Why Adversarial Attacks are important in the path to human-like-AI

Niranjan Rajesh
Bits and Neurons
Published in
7 min readJul 8, 2024

Deep learning based algorithms have been at the forefront of vision tasks for over a decade now. These large artificial neural networks (CNNs and Vision Transformers) are able to achieve human-levels of performance in visual tasks like image classification and object detection. Despite their apparent successes in the domain, evidence of their shortcomings are not lacking. One such weakness that has garnered significant attention in the deep learning community is the brittleness of these networks. Tiny perturbations, or changes to the pixel values, of an input image cause unpredictable and undesired behaviour in these networks. In this article, I will outline this problem of adversarial attacks, why they arise and why they are relevant in furthering the state of Artificial Visual Intelligence.

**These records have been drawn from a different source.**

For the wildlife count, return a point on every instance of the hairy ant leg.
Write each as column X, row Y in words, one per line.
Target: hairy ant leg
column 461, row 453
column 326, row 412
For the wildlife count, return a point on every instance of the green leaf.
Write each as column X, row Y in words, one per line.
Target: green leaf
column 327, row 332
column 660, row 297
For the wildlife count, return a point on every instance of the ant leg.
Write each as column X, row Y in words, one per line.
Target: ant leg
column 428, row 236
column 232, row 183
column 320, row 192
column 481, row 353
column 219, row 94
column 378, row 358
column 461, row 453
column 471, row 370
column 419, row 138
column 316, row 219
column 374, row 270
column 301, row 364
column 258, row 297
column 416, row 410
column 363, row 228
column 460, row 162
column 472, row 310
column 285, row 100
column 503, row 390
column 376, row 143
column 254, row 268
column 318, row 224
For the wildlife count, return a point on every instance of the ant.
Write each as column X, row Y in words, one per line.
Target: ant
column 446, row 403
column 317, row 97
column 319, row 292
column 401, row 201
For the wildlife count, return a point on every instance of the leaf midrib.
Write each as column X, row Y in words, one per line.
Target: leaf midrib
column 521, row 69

An Introduction to Adversarial Attacks

That’s right, tiny changes to an input image’s pixel values can cause a trained and competent Convolutional Neural Network (CNN) to completely misclassify the image. How tiny you might as? As tiny as one pixel!

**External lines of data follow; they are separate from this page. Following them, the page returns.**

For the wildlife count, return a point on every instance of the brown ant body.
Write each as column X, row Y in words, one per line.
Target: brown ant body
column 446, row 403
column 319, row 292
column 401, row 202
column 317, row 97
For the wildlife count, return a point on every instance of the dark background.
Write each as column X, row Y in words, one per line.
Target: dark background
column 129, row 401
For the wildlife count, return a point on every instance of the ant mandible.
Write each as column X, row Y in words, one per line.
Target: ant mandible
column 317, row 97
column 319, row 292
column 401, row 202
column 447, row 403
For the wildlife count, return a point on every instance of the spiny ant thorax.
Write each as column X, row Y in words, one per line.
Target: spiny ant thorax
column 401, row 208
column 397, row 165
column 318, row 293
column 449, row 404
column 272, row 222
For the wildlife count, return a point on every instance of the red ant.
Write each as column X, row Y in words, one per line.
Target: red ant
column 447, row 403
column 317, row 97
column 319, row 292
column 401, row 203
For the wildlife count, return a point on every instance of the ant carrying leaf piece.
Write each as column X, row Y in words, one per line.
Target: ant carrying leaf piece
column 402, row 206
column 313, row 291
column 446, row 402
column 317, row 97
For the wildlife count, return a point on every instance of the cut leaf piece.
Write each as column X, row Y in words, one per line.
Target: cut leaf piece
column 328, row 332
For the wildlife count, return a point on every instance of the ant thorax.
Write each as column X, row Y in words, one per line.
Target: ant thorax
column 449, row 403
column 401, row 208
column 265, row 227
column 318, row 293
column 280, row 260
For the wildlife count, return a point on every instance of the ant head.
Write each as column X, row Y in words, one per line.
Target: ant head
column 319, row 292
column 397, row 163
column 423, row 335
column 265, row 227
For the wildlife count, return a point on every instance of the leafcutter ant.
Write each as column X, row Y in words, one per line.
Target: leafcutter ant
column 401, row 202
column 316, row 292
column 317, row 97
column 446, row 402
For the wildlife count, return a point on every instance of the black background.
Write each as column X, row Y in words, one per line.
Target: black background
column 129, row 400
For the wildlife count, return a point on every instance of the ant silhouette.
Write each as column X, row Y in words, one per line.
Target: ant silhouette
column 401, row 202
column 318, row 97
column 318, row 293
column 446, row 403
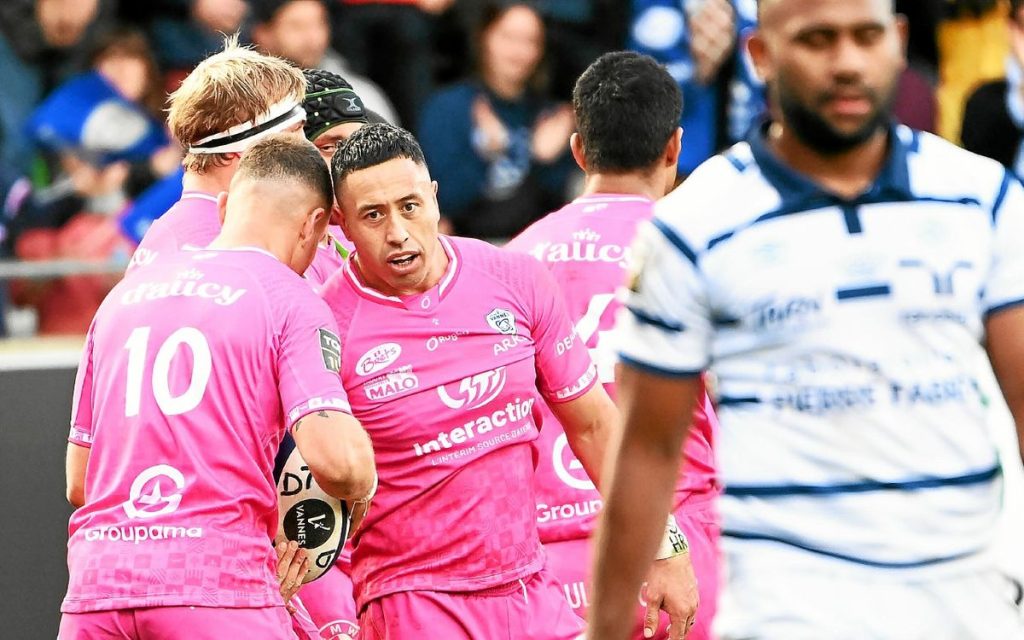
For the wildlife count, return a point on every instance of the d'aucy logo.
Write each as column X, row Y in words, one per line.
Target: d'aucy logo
column 155, row 492
column 474, row 391
column 503, row 322
column 378, row 357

The phenomenon of adversarial attacks was popularised by the aptly-named 2014 paper Intriguing Properties of Neural Networks by Ian Goodfellow and team . These attacks involve the addition of non-random noise to an image such that a CNN that could classify the original image successfully before, is now fooled. A famous example that credits Deep Learning with ‘getting pigs to fly’ is displayed below.

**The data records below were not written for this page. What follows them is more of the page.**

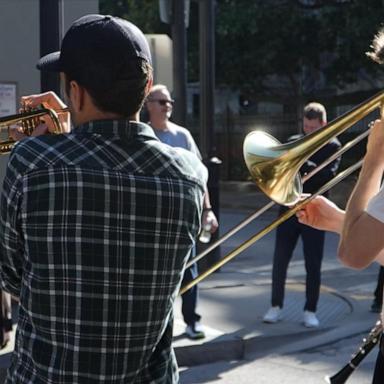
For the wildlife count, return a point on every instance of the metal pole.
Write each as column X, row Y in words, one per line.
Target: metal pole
column 50, row 38
column 179, row 39
column 207, row 75
column 207, row 111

An input image of a pig being adversarial perturbed such that a CNN is fooled to predict it as an airliner

To the human eye, the image on the right is still, clearly, of a pig. However, a state-of-the-art CNN sees an airplane. What is going on here?

Some insights on this phenomenon can be gained by going over how such adversarial examples are constructed. It is important to note that these examples are, in fact, constructed and not random or naturally occurring. Nevertheless, they show a glaring weakness in machine vision today.

How do you make an adversarial attack?

Before we dive into making adversarial attacks, how do you teach a CNN to classify images? The teaching is, in its basic form, an optimisation problem. Given many [image, label] data points, we want our CNN to get as many predicted labels of images right as it can. This is where a loss function comes in. This special function takes the CNN’s predicted label and the true label from our dataset and tells us ‘how wrong’ the prediction is. We, of course, want to keep this loss value as low as possible. So, the optimisation problem we have at hand can be summarised in the following equation where we find the CNN parameters (θ) that minimise our loss function for all N images and labels in our dataset. Yes, ML is that simple!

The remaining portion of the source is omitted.